Leptin receptor, also known as LEP-R or OB-R, is a type I cytokine receptor, a protein that in humans is encoded by the LEPR gene. LEP-R functions as a receptor for the fat cell-specific hormone leptin. LEP-R has also been designated as CD295 (cluster of differentiation 295). Its location is the cell membrane, and it has extracellular, trans-membrane and intracellular sections (protein regions).

==History==
The Leptin Receptor was discovered in 1995 by Louis Tartaglia and his colleagues at Millennium Pharmaceuticals. This same team demonstrated the leptin receptor was expressed by the mouse db gene. Furthermore, in 1996, after co-discovering the Leptin gene with Jeffrey Friedman et al. in 1994, (which involved a reverse genetic/positional cloning strategy to clone ob and db), Rudolph Leibel, working with collaborators also at Millennium Pharmaceuticals and colleague Streamson Chua, confirmed cloning of the leptin receptor by demonstrating that an apparent leptin receptor cloned from a choroid plexus library using leptin as ligand, mapped to a physical map that included db and fa.

== Structure ==
Like other cytokine receptors, Leptin receptor protein has three different regions: i) extracellular, ii) trans-membrane, and iii) intracellular. The extracellular part has 5 functional domains: i) membrane distal 1st cytokine receptor homology (CRH1), ii) Immunoglobulin like (Ig), iii) 2nd cytokine receptor homology (CRH2) and iv) two membrane proximal fibronectine type-III (FNIII) domains. CRH1 domains is not essential for Leptin binding, but may have regulatory roles. Ig domain interacts with Leptin and is essential for conformational change in the receptor upon ligand binding. CRH2 is essential for leptin binding, deletion of this domain abolishes the leptin binding. FNIII domains are essential for receptor activation upon leptin binding. The structure of the quaternary complex of the complete extracellular part in complex with the cognate ligand Leptin (i.e. 2 receptor and 2 ligand) has been solved by both electron microscopy and SAXS.

== Function ==
The leptin hormone regulates adipose-tissue mass through hypothalamus effects on hunger and energy use. It acts through the leptin receptor (LEP-R), a single-transmembrane-domain receptor of the cytokine receptor family. In hypothalamic neurons, adequate leptin receptor function and subsequent regulation of energy metabolism and body weight depends on interactions of the receptor with gangliosides in the cell membrane.
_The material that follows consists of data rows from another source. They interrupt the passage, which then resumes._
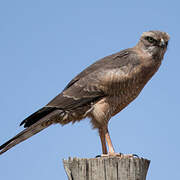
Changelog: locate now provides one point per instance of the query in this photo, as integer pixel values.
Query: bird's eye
(166, 43)
(150, 39)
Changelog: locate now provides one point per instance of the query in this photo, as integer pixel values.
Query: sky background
(44, 44)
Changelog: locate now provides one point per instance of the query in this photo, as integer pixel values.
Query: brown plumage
(100, 91)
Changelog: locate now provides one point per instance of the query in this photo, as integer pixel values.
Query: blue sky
(44, 44)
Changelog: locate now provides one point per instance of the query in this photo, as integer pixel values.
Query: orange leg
(103, 141)
(109, 143)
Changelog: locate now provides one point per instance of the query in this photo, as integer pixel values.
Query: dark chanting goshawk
(100, 91)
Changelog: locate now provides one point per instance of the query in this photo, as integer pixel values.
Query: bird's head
(154, 43)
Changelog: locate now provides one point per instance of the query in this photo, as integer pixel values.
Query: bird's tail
(28, 132)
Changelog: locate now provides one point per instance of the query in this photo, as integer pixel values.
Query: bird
(100, 91)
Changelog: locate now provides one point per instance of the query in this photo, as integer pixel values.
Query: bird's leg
(109, 142)
(103, 141)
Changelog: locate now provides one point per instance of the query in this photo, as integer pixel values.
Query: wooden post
(107, 168)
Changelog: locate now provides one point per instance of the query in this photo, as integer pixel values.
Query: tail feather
(28, 132)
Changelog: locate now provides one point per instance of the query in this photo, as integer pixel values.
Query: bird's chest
(126, 90)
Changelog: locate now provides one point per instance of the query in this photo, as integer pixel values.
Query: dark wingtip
(33, 118)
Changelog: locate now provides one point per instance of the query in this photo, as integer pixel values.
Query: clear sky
(44, 44)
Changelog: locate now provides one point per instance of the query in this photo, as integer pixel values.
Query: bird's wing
(83, 90)
(88, 86)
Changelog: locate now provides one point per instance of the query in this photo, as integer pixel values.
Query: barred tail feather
(28, 132)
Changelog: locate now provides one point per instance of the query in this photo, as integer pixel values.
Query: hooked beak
(162, 43)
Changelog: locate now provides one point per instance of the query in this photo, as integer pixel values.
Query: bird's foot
(121, 155)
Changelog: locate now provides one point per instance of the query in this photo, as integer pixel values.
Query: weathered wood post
(106, 168)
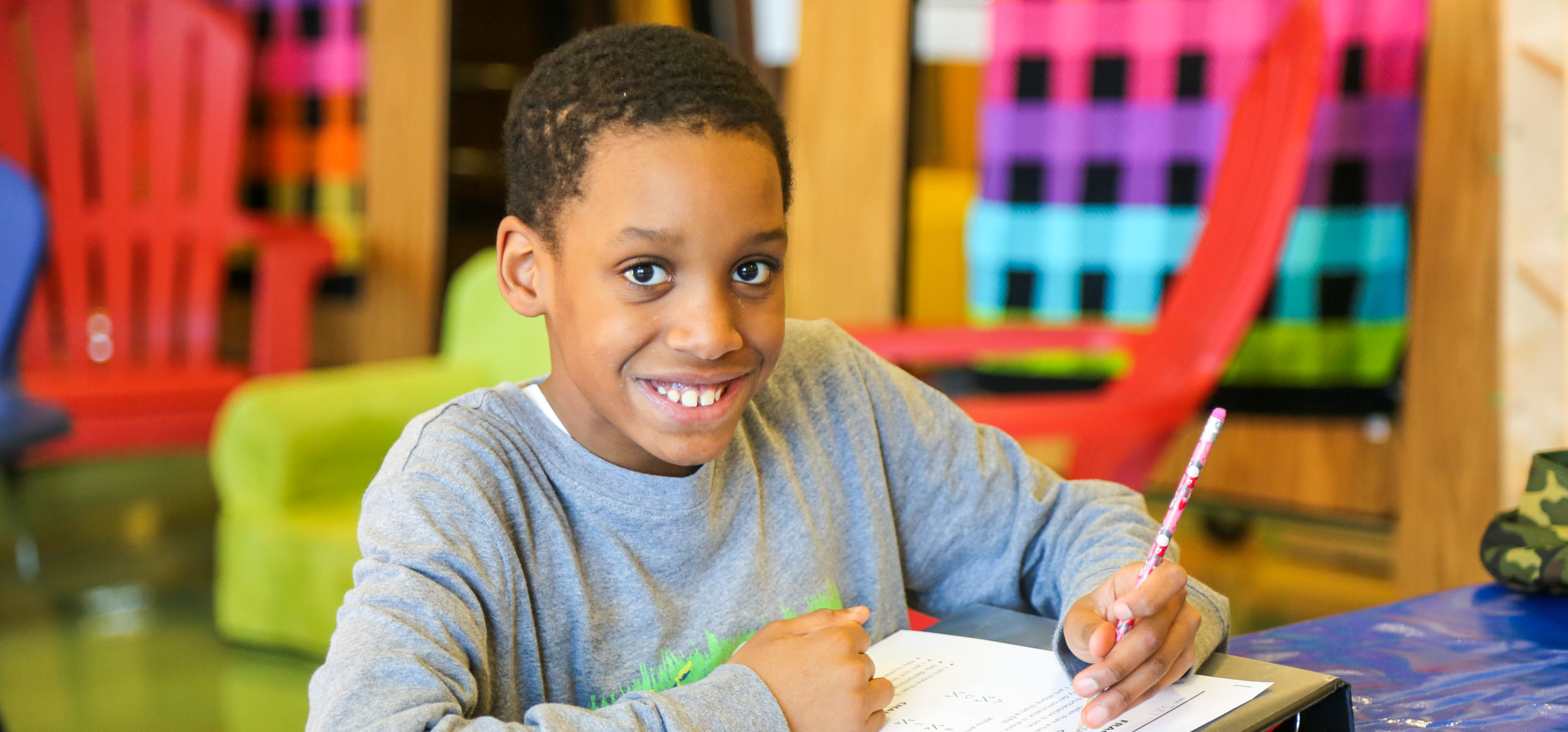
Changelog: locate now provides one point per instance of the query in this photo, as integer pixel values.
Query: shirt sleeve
(414, 646)
(984, 524)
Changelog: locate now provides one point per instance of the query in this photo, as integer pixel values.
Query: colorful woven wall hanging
(1100, 129)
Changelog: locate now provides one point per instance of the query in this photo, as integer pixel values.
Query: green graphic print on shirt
(675, 670)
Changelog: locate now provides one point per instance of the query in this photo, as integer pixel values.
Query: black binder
(1299, 699)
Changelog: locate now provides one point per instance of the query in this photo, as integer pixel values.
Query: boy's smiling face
(664, 295)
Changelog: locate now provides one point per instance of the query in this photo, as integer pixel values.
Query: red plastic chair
(131, 116)
(1122, 428)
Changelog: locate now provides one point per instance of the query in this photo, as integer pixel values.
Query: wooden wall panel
(405, 176)
(1449, 431)
(1324, 466)
(1534, 371)
(847, 107)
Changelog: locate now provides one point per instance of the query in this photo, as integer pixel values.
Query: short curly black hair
(625, 77)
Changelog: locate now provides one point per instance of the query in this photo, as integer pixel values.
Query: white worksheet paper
(954, 684)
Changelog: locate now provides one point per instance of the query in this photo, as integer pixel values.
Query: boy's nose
(706, 331)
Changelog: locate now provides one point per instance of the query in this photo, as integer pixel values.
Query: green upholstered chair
(292, 457)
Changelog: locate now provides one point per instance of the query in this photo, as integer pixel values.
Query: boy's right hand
(817, 668)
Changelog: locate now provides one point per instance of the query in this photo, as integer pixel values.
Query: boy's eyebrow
(668, 237)
(656, 235)
(767, 235)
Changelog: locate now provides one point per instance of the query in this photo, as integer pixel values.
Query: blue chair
(22, 422)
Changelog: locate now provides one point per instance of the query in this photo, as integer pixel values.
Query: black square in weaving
(1109, 79)
(1181, 184)
(1337, 295)
(1026, 182)
(1354, 71)
(1269, 308)
(256, 195)
(1190, 73)
(1034, 77)
(1092, 292)
(263, 22)
(1102, 182)
(311, 21)
(1347, 182)
(1020, 293)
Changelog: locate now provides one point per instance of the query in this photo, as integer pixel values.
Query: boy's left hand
(1158, 651)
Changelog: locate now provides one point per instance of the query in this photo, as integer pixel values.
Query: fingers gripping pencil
(1189, 477)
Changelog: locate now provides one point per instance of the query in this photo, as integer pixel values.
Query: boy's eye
(645, 273)
(755, 273)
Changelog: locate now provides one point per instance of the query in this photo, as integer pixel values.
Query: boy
(590, 550)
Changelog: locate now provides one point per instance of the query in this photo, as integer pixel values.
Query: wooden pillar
(847, 105)
(405, 176)
(1451, 420)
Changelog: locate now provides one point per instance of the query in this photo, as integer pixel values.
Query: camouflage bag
(1527, 548)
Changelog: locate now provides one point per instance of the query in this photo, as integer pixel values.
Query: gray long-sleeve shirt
(515, 580)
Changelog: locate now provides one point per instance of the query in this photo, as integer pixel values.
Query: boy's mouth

== Clinical significance ==
Variations in the leptin receptor have been associated with obesity and with increased susceptibility to Entamoeba histolytica infections.

== Animal models ==
The db/db mouse is a model of obesity, diabetes, and dyslipidemia wherein leptin receptor activity is deficient because the mice are homozygous for a point mutation in the gene for the leptin receptor. In db/db mice, induced swimming helped to overcome obesity by upregulating uncoupling proteins.

== Leptin receptor and pregnancy ==
The leptin hormone and its receptor, also known as maternal plasma leptin, play developmental roles during pregnancy. Leptin receptors have been identified in the placenta of pregnant women and also in fetal tissues. Those leptin receptors are secreted by the placenta; they increase leptin levels during pregnancy thereby aiding the fetal development.